Media coverage “created the false impression that China is on the verge of instituting the right to remain silent, or that it has already happened,” said Cai Dingjian, a legal scholar with China’s legislature.

The publicity “expressed the hopes of scholars and the media,” Cai said. “But it’s a question of the entire legal system--it can’t be achieved by some police station somewhere saying it respects the right to remain silent.”

The experiment’s failure also showed how far China is from meeting the requirements of international human rights conventions, particularly the International Covenant on Civil and Political Rights, which Beijing signed in 1998 but has not ratified.

The covenant does not mention a right to remain silent, but it requires that all signatory nations refrain from compelling suspects to confess or testify against themselves.

Last year’s experiment occurred in the Shuncheng district of northeastern China’s Fushun city. In 1997, district prosecutors began formulating rules that would not only allow suspects to remain silent during questioning but also would make confessions--voluntary or not--inadmissible in court.

Dubbed “Confession Equals Zero,” the rules were finalized in May and subsequently implemented, according to official media. The rules were not applied to cases involving murder, manslaughter, official corruption or those in which there were no witnesses.

The experiment was part of an effort to provide safeguards against the persistent problem of police extracting confessions through torture.

But the effort flew in the face of centuries of tradition, in which law enforcement’s use of torture to obtain confessions was common and legal. The Chinese language used the same word, xing, to mean both law and punishment. Chinese law did not articulate individual rights and contained little distinction between civil and criminal law.

Still, top prosecutors in Liaoning province, where Fushun is located, hailed the experiment as a positive step, according to the official Liaoshen Evening News, and the story began to ripple through the Chinese media.

But authorities in Beijing thought otherwise about the move.

“We’re no longer using the ‘Confession Equals Zero’ regulations,” one Shuncheng district prosecutor explained by telephone recently, declining to be named. “Our superiors were dissatisfied” with the regulations and the ensuing media coverage, he said, adding that the media had exaggerated the story.

Experts say that because the regulations disallowed voluntary confessions, they conflicted with China’s criminal procedure, which lists confessions as one of seven kinds of evidence admissible in court.
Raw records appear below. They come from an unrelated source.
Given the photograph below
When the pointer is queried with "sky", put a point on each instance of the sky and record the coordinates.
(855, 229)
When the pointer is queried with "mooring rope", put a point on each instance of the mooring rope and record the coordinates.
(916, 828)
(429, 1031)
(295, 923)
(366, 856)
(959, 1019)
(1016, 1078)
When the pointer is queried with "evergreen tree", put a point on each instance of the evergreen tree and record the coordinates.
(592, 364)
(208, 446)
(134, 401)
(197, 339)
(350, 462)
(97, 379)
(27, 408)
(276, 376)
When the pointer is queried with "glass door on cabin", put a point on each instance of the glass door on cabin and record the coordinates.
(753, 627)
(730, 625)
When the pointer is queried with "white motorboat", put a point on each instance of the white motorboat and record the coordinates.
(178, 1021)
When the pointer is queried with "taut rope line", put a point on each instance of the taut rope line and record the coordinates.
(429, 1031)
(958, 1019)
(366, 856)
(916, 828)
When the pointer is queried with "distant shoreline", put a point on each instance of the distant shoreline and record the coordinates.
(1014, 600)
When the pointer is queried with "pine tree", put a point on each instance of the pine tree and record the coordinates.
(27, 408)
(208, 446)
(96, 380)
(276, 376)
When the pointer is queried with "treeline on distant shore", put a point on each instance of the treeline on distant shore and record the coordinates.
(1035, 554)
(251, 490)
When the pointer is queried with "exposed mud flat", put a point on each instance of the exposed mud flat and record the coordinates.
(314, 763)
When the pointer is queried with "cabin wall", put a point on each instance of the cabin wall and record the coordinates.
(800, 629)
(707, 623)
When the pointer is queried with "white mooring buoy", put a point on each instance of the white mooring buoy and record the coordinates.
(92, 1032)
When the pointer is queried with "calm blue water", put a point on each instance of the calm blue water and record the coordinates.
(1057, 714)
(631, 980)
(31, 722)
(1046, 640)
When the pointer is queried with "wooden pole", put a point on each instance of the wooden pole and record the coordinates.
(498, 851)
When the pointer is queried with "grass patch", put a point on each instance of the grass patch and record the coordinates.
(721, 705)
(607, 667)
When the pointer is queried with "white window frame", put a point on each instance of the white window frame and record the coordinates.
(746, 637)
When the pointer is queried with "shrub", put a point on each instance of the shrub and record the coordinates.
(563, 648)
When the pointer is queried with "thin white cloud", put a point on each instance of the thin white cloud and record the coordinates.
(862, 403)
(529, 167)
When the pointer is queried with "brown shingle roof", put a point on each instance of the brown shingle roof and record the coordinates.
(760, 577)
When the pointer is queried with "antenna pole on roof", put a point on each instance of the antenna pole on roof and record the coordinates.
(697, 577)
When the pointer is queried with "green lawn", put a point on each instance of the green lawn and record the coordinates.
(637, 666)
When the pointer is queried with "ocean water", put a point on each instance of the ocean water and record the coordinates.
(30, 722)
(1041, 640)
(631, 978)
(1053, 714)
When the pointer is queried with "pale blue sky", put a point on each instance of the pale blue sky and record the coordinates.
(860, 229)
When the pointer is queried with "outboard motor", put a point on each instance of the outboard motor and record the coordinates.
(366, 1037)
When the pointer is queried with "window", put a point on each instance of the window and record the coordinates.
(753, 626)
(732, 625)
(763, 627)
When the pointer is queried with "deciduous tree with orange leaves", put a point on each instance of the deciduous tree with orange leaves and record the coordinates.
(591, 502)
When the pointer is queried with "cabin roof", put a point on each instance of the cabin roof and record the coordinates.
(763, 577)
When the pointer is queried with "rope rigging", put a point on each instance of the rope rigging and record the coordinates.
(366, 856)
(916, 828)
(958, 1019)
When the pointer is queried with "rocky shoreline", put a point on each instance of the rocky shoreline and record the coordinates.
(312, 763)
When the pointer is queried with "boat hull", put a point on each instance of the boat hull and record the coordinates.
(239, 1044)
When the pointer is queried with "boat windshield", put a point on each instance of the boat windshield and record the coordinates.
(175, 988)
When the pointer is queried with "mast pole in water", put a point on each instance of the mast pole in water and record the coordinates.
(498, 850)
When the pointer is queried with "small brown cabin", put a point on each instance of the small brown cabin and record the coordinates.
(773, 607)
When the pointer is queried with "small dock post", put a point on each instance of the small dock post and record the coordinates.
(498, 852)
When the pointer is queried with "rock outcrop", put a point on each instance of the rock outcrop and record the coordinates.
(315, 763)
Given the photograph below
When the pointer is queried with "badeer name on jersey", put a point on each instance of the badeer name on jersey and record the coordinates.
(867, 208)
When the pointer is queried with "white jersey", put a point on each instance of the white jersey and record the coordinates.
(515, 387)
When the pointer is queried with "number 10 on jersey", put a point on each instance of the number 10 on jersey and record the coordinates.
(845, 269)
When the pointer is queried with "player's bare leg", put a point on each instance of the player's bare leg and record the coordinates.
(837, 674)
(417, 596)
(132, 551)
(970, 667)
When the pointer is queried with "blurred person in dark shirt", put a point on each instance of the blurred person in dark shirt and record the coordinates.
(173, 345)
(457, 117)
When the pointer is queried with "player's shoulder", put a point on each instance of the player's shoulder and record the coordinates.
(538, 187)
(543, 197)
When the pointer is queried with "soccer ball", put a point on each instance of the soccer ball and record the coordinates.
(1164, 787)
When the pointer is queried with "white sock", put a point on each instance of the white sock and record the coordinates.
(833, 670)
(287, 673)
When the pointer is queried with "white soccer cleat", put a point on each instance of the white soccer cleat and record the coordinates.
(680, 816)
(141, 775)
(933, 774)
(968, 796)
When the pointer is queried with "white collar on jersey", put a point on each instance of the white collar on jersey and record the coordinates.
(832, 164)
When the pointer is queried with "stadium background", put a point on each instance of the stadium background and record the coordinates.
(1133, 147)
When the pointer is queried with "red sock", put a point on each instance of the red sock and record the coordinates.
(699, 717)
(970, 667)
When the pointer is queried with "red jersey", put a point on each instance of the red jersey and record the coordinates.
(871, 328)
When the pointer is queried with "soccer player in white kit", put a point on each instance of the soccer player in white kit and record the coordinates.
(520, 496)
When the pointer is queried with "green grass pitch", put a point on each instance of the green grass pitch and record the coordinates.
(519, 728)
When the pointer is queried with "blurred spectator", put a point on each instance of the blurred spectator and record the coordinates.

The Chinese media also jumped on a story last year about a local police station in central China’s Wuhan city that allegedly allowed suspects to remain silent during questioning. The police later denied the reports.

Accounts of how the station had removed the “Leniency to those who confess” motto from the walls of its interrogation rooms stoked discussion of the policy, which many experts said has been useful in law enforcement.

Because the courts consider confessions so important, and forensic science in China is so rudimentary, coercing confessions remains an illegal shortcut for police to solve criminal cases.

Most Chinese who oppose instituting the right to remain silent share the sentiments of U.S. opponents of so-called Miranda rights. They believe that the policy would tie police officers’ hands and allow criminals to escape punishment.

On the other side, the current policy “should not be used to pry suspects’ mouths open,” said China University of Politics and Law professor Hong Daode. Hong argues that courts should indeed show leniency to suspects who cooperate with authorities but also that those guilty of crimes have a responsibility to confess.

Legal scholar Cai has described China’s legal evolution with three metaphors. In the traditional view, the law is a knife handle, used by autocratic rulers to oppress the citizenry. In the second stage, the law is a conductor’s baton, used by the state to orchestrate a society. In the most advanced stage, the law is a horse’s rein, used by citizens to limit the state’s powers.

In Cai’s opinion, China has only recently advanced to the second stage.